Arad Simons House (1778)

At 78 Atwoodville Road, in the Atwoodville (formerly East Mansfield) section of Mansfield, is a house built in 1778 by Arad Simons. Born in 1754, he married Bridget Arnold in 1775. Arad Simons was in the Connecticut Marine Service and was later a civil engineer. The house has had many owners over the years, including Elisha Fenton (1774-1864), a blacksmith, and his wife, Philata Storrs, whose family lived there in the first half of the nineteenth century.

Joseph Smith House (1904)

The Joseph Smith House, at 100 Ellsworth Street in Black Rock, Bridgeport, represents the transition from the Queen Anne style of architecture to the Colonial Revival style (note the Palladian window in the gable). The house was built in 1904 for Joseph Smith. Born in North Haven in 1851, he brought to Bridgeport by his parents in 1853. According to the History of Bridgeport and Vicinity, Vol. II (1917):

[He] was educated in the schools of Bridgeport and in Bryant & Stratton’s Business College. He made his initial step in the business world as a bookkeeper for the Wheeler & Howes Coal Company and later was with the Howes Sewing Machine Company for a short time. He afterward engaged in business with his brother Orland on Water street, selling fish, fruit and vegetables to the wholesale and retail trades. They built up the largest enterprise of the kind in the city at that time and the partnership was continued for a year or two, at the end of which period Joseph Smith purchased the interest of his brother Fairfield and entered into partnership with his brother Jeremiah in general merchandising at the dock in the Black Rock district, selling to crafts and boats. He continued in that line for some time and afterward spent two years with the David Trubee Butter Company, while subsequently he engaged in the butter business on his own account on Water street, where he conducted a wholesale store. He next turned his attention to the sale of wagons, having his establishment where the postoffice is located on John street. He there bought and sold wagons, building up a business of extensive proportions. At length he sold his place on the postoffice site to Gates & Omans and entered their employ in a place on the corner of Broad and John streets, where he continued for a number of years. He then opened business for himself in a carriage repository on John street, where he built up an extensive business in that line. At length he turned his attention to real estate dealing and not only bought and sold much property but also erected a number of residences and remodeled others, converting them into modern habitable dwellings.
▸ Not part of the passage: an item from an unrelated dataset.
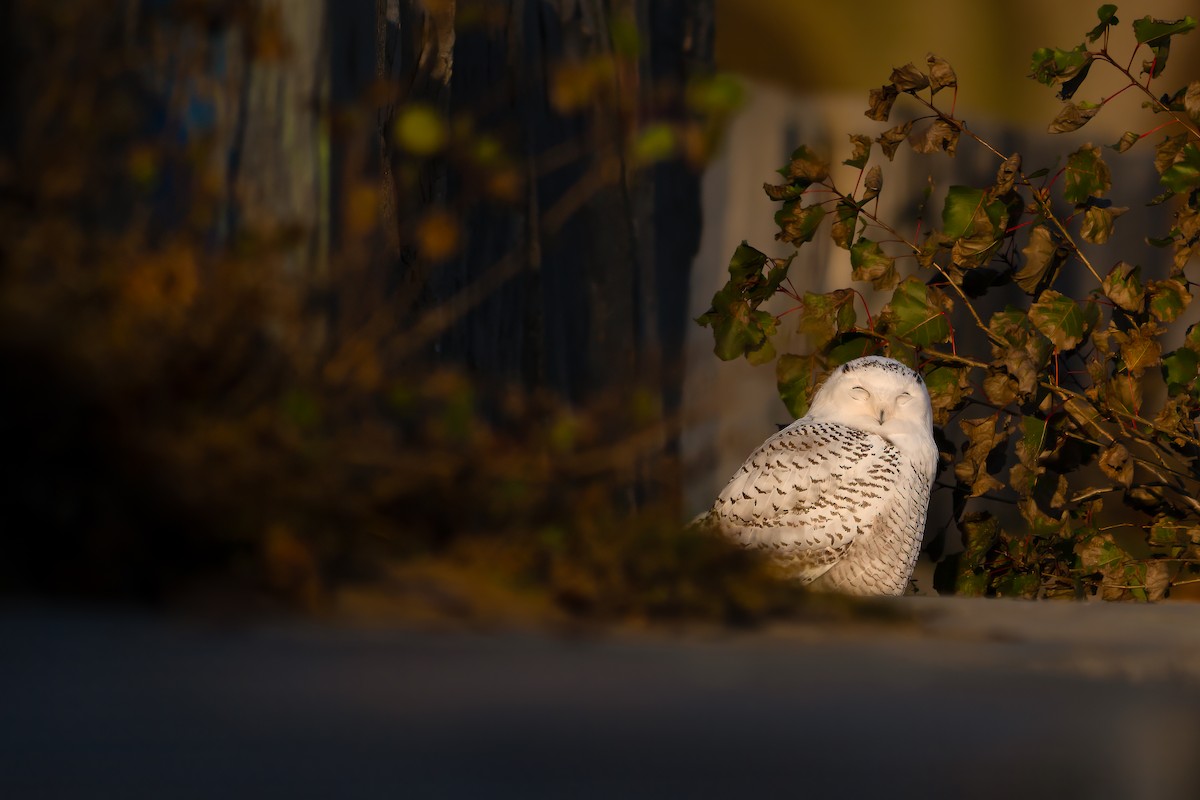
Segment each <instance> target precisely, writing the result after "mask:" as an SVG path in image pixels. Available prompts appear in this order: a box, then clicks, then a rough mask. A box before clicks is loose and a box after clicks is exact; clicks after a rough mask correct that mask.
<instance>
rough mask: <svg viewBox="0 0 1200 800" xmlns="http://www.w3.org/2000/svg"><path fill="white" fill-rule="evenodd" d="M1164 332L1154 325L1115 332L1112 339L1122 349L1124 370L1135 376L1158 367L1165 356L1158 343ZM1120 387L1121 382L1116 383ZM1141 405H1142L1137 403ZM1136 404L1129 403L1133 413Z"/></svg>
mask: <svg viewBox="0 0 1200 800" xmlns="http://www.w3.org/2000/svg"><path fill="white" fill-rule="evenodd" d="M1160 332H1162V329H1159V327H1158V326H1157V325H1154V324H1153V323H1150V324H1146V325H1139V326H1136V327H1132V329H1129V330H1128V331H1114V332H1112V338H1114V339H1115V341H1116V342H1117V344H1120V347H1121V360H1122V361H1123V362H1124V368H1126V369H1128V371H1129V372H1130V373H1132V374H1134V375H1140V374H1141V373H1142V372H1145V371H1146V369H1148V368H1150V367H1157V366H1158V365H1159V362H1160V359H1162V354H1163V345H1162V344H1159V342H1158V335H1159V333H1160ZM1116 383H1117V385H1120V383H1121V381H1116ZM1136 405H1140V403H1136ZM1134 407H1135V404H1133V403H1128V404H1127V408H1128V409H1129V410H1130V411H1133V409H1134Z"/></svg>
Smith converted a number of earlier buildings in Black Rock into residences, including a former barn [no longer extant] on the Hackley Estate (which served as the Auxiliary Black Rock School, 1893-1905), which he moved to Hackley Street, the original Village Shop, the Hamilton House and the W.L. Burr Homestead, among others. The History of Black Rock (1955), compiled by Dr. Ivan O. Justinius, describes the Isaac W. Jones House, at 227 Ellsworth Street, as later becoming the Smith House and being passed to Smith’s daughter, Mrs. J. E. Hurlburt (her first name was Viola). 100 Ellsworth Street is also listed as the residence of Mrs. J. E. Hurlburt in a source from 1929.